Théodore CHASSÉRIAU (1819-1856)

Paolo et Francesca aux Enfers, 1840
Huile sur papier marouflé sur panneau
28 x 23,5 cm
Titré, signé, localisé et daté en bas à droite Canto V- /th. Chasseriau / Roma 1840

Vendu

Inscrit à l’École des Beaux-Arts dès 1830, Théodore Chassériau n’a que onze ans lorsqu’il rencontre Jean-Auguste-Dominique Ingres. Au départ de son maître pour Rome en 1834, Chassériau, trop jeune, ne peut l’accompagner. Lorsqu’il débute au Salon de 1836, ses premières œuvres sont marquées par l’influence de son maître mais montrent déjà une approche très personnelle de la couleur. Si la Vénus marine exposée en 1839 apparaît comme un hommage appuyé à Ingres, Suzanne au bain, présentée la même année, montre l’intérêt précoce du jeune artiste pour les œuvres d’Eugène Delacroix. 

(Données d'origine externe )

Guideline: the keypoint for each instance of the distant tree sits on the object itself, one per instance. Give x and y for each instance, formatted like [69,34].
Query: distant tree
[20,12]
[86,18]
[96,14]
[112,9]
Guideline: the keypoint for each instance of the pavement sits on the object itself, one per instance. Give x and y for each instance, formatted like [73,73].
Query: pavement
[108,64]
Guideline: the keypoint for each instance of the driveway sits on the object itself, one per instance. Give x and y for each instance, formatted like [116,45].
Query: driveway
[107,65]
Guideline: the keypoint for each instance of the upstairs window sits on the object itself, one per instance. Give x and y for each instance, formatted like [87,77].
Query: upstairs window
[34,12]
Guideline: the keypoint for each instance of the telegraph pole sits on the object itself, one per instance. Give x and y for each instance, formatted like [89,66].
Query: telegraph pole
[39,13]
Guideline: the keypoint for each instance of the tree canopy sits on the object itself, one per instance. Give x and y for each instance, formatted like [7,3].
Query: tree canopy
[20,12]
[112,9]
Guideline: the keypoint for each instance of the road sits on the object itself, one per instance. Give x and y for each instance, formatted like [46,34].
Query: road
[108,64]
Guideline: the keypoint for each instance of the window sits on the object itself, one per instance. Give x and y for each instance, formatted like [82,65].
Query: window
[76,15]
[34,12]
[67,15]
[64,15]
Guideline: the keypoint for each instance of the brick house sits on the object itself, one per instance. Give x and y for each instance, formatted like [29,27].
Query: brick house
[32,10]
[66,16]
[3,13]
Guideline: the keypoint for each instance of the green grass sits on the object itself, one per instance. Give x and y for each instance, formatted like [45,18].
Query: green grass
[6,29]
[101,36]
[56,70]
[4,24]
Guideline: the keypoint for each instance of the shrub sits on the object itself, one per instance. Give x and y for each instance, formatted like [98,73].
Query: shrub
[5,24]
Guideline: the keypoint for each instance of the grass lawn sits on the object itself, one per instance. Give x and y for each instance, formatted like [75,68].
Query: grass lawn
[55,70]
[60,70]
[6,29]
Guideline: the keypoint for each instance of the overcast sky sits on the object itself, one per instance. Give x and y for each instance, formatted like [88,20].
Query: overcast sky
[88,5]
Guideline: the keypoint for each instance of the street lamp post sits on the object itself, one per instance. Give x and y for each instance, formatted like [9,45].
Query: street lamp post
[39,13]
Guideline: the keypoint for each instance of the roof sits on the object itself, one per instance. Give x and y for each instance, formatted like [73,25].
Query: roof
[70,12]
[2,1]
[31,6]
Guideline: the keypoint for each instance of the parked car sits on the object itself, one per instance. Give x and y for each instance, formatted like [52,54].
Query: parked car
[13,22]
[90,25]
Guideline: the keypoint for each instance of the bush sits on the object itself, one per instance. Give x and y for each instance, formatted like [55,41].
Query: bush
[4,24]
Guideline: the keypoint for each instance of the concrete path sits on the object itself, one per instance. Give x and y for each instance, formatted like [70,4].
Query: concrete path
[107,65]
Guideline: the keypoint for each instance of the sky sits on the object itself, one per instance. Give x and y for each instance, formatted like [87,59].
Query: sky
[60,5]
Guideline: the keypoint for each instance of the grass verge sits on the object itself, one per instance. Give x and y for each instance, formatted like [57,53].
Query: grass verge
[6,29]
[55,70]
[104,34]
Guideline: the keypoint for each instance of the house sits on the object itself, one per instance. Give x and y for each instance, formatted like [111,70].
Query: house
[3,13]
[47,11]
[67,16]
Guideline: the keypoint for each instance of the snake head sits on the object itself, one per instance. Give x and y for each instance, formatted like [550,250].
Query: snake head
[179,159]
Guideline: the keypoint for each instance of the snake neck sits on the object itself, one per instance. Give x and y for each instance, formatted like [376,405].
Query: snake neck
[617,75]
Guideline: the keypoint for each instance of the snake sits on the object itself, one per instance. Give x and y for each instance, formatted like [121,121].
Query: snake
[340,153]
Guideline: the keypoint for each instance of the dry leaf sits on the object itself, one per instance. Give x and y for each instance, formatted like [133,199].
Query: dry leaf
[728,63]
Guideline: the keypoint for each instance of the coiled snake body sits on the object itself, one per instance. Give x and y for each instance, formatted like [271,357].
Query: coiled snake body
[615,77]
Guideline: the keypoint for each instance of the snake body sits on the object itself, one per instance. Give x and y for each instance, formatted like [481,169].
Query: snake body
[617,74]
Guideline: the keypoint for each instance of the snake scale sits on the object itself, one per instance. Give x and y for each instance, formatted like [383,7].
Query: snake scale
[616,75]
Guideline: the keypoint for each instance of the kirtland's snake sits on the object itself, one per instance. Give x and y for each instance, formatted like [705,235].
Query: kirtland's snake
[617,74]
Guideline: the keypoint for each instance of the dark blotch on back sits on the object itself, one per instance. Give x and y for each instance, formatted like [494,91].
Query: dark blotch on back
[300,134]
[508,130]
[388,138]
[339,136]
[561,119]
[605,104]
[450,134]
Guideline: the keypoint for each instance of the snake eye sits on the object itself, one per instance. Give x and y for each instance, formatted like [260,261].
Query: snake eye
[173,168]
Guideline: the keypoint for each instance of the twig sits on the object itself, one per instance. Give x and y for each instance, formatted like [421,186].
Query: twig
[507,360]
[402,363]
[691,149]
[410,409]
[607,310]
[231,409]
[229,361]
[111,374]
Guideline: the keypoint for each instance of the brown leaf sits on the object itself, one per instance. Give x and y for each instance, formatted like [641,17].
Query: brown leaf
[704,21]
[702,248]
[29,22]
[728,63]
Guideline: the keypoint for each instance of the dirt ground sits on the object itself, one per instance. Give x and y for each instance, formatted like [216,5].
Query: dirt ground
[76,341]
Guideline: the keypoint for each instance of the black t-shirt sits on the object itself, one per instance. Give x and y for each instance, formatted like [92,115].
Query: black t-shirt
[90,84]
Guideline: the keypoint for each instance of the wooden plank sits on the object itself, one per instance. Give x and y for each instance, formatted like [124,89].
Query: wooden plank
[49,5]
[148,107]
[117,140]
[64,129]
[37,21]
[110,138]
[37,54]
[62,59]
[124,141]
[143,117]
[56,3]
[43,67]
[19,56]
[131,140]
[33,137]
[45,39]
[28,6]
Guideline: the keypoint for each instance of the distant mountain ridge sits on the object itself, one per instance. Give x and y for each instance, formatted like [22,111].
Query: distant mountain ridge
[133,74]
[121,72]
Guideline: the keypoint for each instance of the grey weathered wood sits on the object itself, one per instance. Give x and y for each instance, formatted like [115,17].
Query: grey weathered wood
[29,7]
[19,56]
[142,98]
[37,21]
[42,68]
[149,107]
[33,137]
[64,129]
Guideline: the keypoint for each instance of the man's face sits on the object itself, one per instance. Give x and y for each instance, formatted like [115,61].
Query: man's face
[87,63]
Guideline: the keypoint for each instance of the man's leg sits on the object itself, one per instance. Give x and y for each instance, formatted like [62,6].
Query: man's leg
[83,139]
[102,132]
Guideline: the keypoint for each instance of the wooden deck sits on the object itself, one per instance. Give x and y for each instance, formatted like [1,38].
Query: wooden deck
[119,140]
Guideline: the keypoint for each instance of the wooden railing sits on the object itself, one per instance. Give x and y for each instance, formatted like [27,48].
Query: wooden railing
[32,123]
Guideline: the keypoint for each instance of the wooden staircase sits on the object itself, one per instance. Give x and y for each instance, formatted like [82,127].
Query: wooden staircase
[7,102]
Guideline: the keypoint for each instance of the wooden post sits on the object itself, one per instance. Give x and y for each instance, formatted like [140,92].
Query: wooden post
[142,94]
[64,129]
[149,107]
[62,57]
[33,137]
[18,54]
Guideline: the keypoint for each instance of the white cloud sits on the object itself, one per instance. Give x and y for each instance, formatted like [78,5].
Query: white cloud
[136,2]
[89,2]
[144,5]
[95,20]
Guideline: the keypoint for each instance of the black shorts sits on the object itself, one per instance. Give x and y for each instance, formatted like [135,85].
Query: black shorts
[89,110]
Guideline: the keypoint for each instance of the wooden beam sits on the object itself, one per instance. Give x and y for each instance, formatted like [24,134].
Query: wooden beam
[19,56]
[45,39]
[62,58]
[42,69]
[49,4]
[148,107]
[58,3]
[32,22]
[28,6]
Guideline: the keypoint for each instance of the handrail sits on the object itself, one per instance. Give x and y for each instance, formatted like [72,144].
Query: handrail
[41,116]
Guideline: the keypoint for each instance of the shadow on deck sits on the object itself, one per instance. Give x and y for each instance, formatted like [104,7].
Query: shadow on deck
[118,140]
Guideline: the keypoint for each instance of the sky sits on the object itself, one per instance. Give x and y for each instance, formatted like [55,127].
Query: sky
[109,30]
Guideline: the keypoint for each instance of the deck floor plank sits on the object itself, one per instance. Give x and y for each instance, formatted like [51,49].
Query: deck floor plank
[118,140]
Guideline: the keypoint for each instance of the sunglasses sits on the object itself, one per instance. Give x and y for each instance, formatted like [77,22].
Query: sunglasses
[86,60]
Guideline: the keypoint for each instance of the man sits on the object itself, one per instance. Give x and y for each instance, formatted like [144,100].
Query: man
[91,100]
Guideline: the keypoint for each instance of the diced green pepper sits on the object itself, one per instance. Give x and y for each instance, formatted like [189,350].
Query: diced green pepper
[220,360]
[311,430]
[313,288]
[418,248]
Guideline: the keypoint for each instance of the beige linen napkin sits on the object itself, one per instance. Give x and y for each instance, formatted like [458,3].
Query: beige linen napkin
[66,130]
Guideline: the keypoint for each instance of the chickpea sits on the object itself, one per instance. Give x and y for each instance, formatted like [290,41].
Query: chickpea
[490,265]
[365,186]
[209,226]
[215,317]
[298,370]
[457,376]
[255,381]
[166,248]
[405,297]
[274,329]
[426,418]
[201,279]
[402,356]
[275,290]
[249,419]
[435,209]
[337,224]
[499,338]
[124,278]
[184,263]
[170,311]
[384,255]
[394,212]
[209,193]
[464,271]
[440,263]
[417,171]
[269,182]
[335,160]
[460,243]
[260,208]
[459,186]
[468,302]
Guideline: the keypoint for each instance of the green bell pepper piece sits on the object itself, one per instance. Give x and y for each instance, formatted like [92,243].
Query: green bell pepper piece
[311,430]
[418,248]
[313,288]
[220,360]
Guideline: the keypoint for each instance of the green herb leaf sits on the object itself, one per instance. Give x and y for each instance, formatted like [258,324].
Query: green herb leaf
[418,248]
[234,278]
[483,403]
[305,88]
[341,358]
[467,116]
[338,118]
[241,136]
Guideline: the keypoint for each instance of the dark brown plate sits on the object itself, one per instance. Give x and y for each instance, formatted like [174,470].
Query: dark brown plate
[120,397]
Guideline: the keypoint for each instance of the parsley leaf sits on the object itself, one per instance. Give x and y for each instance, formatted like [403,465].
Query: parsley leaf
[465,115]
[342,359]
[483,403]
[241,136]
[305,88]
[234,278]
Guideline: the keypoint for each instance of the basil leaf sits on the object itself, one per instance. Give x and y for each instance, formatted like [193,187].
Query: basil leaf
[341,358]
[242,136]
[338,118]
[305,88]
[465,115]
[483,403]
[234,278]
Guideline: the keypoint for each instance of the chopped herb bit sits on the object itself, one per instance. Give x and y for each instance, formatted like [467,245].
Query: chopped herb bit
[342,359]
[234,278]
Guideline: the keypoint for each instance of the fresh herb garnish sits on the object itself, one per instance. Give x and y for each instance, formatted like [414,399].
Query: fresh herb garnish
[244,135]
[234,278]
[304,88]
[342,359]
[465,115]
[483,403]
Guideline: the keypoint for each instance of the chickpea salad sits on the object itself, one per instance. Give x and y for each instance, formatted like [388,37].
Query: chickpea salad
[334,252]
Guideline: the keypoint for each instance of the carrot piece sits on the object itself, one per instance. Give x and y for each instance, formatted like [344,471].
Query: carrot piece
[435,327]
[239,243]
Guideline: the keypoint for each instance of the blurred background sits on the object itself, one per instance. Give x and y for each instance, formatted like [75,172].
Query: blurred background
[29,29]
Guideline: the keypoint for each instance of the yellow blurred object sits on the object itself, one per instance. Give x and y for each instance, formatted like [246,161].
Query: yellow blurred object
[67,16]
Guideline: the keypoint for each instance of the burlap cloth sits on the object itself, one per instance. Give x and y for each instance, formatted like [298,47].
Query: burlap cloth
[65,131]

À vingt-et-un ans, fort de ses premiers succès, Chassériau prend la route de l’Italie en compagnie du peintre Henri Lehmann. À Rome, il retrouve son maître alors directeur de la Villa Médicis. Pour témoigner de ce séjour, seules deux lettres écrites par l’artiste à son frère Frédéric nous sont parvenues. Chassériau y raconte ses divergences esthétiques avec Ingres et son désir de profiter de ce voyage pour réaliser le plus grand nombre possible d’études. Le Louvre conserve plusieurs carnets noircis de dessins en Italie et Marc Sandoz recense dans le catalogue raisonné de l’œuvre de Chassériau une vingtaine de peintures et d’études peintes pendant cette période. Réapparue en 2010, la petite huile sur papier représentant Paolo et Francesca aux Enfers est absente de cet inventaire publié en 1974. Annotée Canto V par l’artiste en référence au cinquième chant de L’Enfer de Dante, l’œuvre est localisée à Rome et datée de 1840. Le poète florentin, accompagné de Virgile, regarde passer les âmes enlacées du couple maudit. La figure nue de Francesca da Rimini, tête renversée vers l’arrière, évoque les modèles féminins ingresques. Elle s’accroche à Paolo, dont le visage est masqué par une épaisse chevelure brune. Les deux amants semblent flotter dans les limbes traités par le peintre en de larges touches blanches sur un fond gris. Ingres avait illustré dans la verve troubadour les amours funestes de Paolo et Francesca dès 1814. Chassériau s’éloigne de la vision de son maître et s’inspire davantage de l’approche romantique d’Ary Scheffer dans son tableau du Salon de 1835. Ce tournant esthétique entamé l’année précédente à Paris s’accélère à Rome et devient la principale source de conflit entre Ingres et son élève. 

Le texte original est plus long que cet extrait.